The Manifesto is also an original piece regarding its philosophical foundations. Reshaping Hegelian idealism, Marx and Engels posit historical materialism. Historical materialism holds that material conditions (economics, labor, class relations) shape all social structures, not abstract ideas or morality. This inverted philosophy’s focus, arguing that “the ruling ideas of every age are the ideas of the ruling class,” was a critique later expanded by Gramsci’s cultural hegemony theory.
Despite its philosophical and historical relevance, critics highlight flaws in The Manifesto: 20th-century communist regimes often devolved into authoritarianism and ultimately crumbled, contradicting Marx’s vision of an eternal stateless utopia. Additionally, globalization and technology have altered class dynamics beyond his 19th-century lens. Still, the Manifesto endures not as a blueprint but a mirror held to capitalism’s excesses.
5. Frantz Fanon’s The Wretched of the Earth (1961)

Frantz Fanon’s The Wretched of the Earth became the bible of 20th-century anti-colonial struggles, influencing figures like Malcolm X and Che Guevara. Written during Algeria’s brutal war for independence, Fanon, a psychiatrist and revolutionary, diagnoses colonialism as a system of dehumanization that infects both colonizer and colonized.
This is because Colonialism isn’t just the theft of land but the theft of identity. Fanon argues that colonized people internalize their oppressors’ racism, leading to self-loathing and fractured psyches. To break free, they must reject this “colonized mind” through revolutionary struggle, even if it demands violence.

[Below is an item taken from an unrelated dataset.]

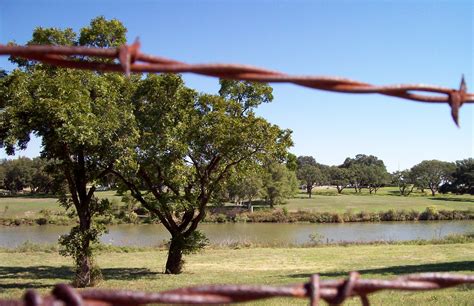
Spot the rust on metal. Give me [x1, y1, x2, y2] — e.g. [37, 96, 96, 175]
[0, 40, 474, 125]
[0, 272, 474, 306]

His central thesis is thus that liberation mustn’t be conceived as just political; rather, it’s a psychological, cultural, and violently indispensable process. “Decolonization,” he writes, “is always a violent phenomenon.” He has often been criticized for emphasizing violence. However, this is not because he thinks that the oppressed are bloodthirsty, but because the system itself has already been built on brutality in the name of “civilizing” the oppressed.

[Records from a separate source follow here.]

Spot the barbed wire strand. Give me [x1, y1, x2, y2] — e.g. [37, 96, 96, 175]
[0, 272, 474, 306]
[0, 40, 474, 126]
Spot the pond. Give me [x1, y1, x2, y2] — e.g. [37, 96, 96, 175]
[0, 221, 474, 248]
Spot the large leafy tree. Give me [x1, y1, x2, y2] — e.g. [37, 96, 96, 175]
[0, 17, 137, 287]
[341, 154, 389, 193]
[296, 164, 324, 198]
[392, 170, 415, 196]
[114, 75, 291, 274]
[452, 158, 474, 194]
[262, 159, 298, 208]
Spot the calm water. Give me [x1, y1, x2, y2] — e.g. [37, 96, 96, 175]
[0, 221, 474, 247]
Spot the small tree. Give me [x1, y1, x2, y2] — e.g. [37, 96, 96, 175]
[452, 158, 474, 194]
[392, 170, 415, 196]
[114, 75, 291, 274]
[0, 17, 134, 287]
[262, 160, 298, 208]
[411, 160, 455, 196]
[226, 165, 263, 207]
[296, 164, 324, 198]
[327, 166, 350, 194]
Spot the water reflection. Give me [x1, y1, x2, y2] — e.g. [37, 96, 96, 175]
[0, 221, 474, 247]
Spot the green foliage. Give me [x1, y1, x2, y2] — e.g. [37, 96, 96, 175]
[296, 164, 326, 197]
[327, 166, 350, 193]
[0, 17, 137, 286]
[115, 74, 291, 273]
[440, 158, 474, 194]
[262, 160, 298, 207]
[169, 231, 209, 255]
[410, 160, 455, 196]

For this reason, Fanon also warns postcolonial elites against mimicking their former oppressors. True liberation, he insists, requires a new humanism, a culture rooted in local indigenous traditions as opposed to Eurocentric mimicry. His call to “leave Europe behind” inspired liberation movements from Africa to Black Power activists in the U.S., urging them to forge identities unshackled from colonial logic and theories of knowledge.
In an age of hashtag activism and neocolonial capitalism, his warning that “the colonized are cured of colonialism only by rifle fire” chills, but so does his hope for a world where the “wretched” of the Middle East, Africa, and Asia finally breathe free and reclaim their humanism from the systemic oppression.